Astronomers have discovered the densest rocky planet yet. Named 55 Cancri e, it’s 60 per cent larger in diameter than Earth but eight times as massive – making it twice as dense as Earth, and almost as dense as lead.
Around 40 light years from Earth, 55 Cancri e orbits its star – 55 Cancri A – so closely that its year is less than 18 hours long. “You could set dates on this world by your wrist watch, not a calendar,” says University of British Columbia astronomer Jaymie Matthews.
The surface temperature could be as high as 2,700 degrees Celsius, meaning that it probably doesn’t have an atmosphere and is a highly unlikely candidate for life.
But it’s interesting for astronomers: “The brightness of the host star makes many types of sensitive measurements possible, so 55 Cancri e is the perfect laboratory to test theories of planet formation, evolution and survival,” says lead author Josh Winn of MIT.

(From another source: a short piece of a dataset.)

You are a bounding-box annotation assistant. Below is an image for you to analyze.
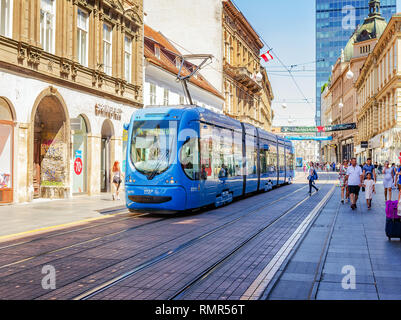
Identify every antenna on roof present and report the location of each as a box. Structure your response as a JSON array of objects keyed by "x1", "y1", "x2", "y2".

While the planet itself isn’t visible even through a telescope, its host star can be seen with the naked eye for the next two months on a clear dark night.
The first planet discovered around 55 Cancri A was found by a California-based team in 1997. Five more followed.
But last year, Rebekah Dawson, an astronomy PhD student at Harvard, and Daniel Fabrycky, a Hubble Fellow at UCSC, re-analyzed the data and proposed that the orbital period of 55 Cancri e could be much shorter than others had assumed.
On checking this out using observations from Canada’s MOST (Microvariability & Oscillations of
STars) space telescope, the research team found that transits were occurring every 17 hours and 41 minutes, just as Dawson and Fabrycky predicted.
The starlight is dimmed by only 1/50th of a per cent during each transit, telling the astronomers that the planet’s diameter is about 21,000 km – only 60 per cent larger than Earth.
“It’s wonderful to be able to point to a naked-eye star and know the mass and radius of one of its planets, especially a distinctive one like this,” says Winn.